Sumber: KONTAN |
JAKARTA. PT Perikanan Nusantara (PN) menyatakan belum siap merger dengan unit usaha atau unit layanan jasa milik pemerintah lain. Alasannya, satu-satunya Badan Usaha Milik Negara (BUMN) sektor perikanan itu baru saja membukukan laba pada 2009.

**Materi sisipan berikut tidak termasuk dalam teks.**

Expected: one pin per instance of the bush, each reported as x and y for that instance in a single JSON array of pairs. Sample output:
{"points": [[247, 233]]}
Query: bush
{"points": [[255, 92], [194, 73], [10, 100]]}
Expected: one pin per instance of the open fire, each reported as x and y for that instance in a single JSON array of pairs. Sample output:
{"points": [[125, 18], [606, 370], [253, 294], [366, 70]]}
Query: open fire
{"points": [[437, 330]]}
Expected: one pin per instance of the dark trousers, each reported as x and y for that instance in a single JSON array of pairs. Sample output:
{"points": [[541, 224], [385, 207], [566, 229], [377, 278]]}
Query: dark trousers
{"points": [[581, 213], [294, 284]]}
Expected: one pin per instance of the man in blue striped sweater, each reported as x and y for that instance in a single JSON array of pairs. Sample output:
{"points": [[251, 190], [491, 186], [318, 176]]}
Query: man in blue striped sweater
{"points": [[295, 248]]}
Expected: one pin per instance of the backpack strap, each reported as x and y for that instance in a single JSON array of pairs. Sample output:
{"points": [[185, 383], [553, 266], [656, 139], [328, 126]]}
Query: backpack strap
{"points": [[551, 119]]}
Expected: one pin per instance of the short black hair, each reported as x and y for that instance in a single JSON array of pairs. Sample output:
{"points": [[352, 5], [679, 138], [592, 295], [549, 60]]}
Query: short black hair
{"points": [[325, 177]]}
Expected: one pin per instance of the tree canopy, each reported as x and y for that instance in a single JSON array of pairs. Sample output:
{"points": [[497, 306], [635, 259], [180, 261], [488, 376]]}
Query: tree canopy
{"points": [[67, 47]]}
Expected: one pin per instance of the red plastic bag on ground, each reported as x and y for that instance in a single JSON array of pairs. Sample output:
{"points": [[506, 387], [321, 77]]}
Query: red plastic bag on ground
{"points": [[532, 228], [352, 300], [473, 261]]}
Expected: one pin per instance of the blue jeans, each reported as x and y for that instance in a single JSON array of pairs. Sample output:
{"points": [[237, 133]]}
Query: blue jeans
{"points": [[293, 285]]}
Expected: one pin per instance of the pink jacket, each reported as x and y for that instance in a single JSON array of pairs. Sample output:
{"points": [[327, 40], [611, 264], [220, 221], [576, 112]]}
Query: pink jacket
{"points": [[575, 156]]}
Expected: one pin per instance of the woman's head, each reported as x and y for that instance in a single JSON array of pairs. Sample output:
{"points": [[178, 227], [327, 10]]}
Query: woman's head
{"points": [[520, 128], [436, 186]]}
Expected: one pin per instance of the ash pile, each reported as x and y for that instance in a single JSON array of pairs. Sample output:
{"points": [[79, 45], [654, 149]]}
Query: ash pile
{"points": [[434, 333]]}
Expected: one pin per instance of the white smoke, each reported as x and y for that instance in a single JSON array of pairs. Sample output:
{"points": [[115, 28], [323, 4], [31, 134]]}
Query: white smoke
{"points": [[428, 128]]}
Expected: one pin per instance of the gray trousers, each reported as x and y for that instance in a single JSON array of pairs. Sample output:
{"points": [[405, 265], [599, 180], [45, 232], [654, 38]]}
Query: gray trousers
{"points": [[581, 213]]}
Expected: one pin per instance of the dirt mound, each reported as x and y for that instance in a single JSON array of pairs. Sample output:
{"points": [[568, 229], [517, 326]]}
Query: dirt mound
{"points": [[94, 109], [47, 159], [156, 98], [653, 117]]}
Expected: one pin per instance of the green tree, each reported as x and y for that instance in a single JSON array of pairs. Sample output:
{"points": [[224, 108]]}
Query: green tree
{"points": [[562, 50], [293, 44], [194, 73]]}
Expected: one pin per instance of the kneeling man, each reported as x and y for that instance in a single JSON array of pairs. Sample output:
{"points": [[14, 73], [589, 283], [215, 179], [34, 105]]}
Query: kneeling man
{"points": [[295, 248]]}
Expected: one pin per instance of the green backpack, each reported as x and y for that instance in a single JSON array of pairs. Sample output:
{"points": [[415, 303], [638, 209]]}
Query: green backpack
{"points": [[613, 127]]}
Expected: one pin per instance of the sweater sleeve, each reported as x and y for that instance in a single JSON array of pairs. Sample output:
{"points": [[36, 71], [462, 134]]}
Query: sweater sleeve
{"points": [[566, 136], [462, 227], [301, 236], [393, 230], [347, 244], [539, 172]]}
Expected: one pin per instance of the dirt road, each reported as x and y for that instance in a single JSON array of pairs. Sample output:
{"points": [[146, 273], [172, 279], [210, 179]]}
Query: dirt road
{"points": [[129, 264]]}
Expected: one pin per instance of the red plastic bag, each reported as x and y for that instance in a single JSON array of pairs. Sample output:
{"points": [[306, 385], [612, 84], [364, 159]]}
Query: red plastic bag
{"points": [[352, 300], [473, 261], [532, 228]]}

"Untuk tiga tahun ini, kami harap kami dilepas dulu karena baru bisa mendapatkan keuntungan," kata Nasrun M. Patadjai, Presiden Direktur PT Perikanan Nusantara, Selasa (27/4). Nasrun bilang, pada 2009, BUMN yang melakukan ekspor ikan dan docking kapal ini baru mencatat keuntungan sekitar Rp 5 miliar di luar pajak. Jika ada merger, Nasrun khawatir akan memberikan beban bagi kinerja perusahaan.
Pernyataan Nasrun ini menanggapi rencananya Menteri Kelautan dan Perikanan Fadel Muhammad yang ingin BUMN perikanan tersebut bergabung dengan unit pelayanan Perum Prasarana Perikanan Samudera (PPS). "Kalau memang diinginkan seperti itu, bagi kami tidak masalah, tetapi kondisi sekarang belum memungkinkan," kata Nasrun.
Menurutnya, PT Perikanan Nusantara merupakan perusahaan negara yang bertugas mencari laba, sedang Perum PPS merupakan unit yang bertugas memberi layanan dan tidak bertujuan mencari keuntungan. Jika digabung, Nasrun khawatir sulit menyatukan dua kepentingan itu. Nasrun tak keberatan jika pilihan merger dengan sesama BUMN, seperti PT Garam.
PT Perikanan Nusantara merupakan perusahaan hasil merger dari empat BUMN sektor perikanan pada Oktober 2005. Empat perusahaan itu ialah PT Perikani, PT Usaha Mina, PT Perikanan Samodra Besar, dan PT Tirta Mina Raya. Modal dasar PT Perikanan Nusantara sebesar Rp 40 miliar, dan modal disetor Rp10,89 miliar.
PT Perikanan Nusantara kemudian berkembang, asetnya kini bernilai Rp 293 miliar dan memiliki 12 kantor cabang di Indonesia.
Menanggapi rencana Kementerian Keluatan dan Perikanan soal merger tersebut, Shidiq Moeslim, Ketua Umum Masyarakat Perikanan Nusantara (MPN), berharap pemerintah tidak melakukannya.
Dia menginginkan kebijakan tidak berubah meski pejabat pemerintah, dalam hal ini Menteri Kelautan dan Perikanan, berganti. "Namun sayangnya, setiap ganti menteri, kebijakannya juga turut berganti," kata Shidiq.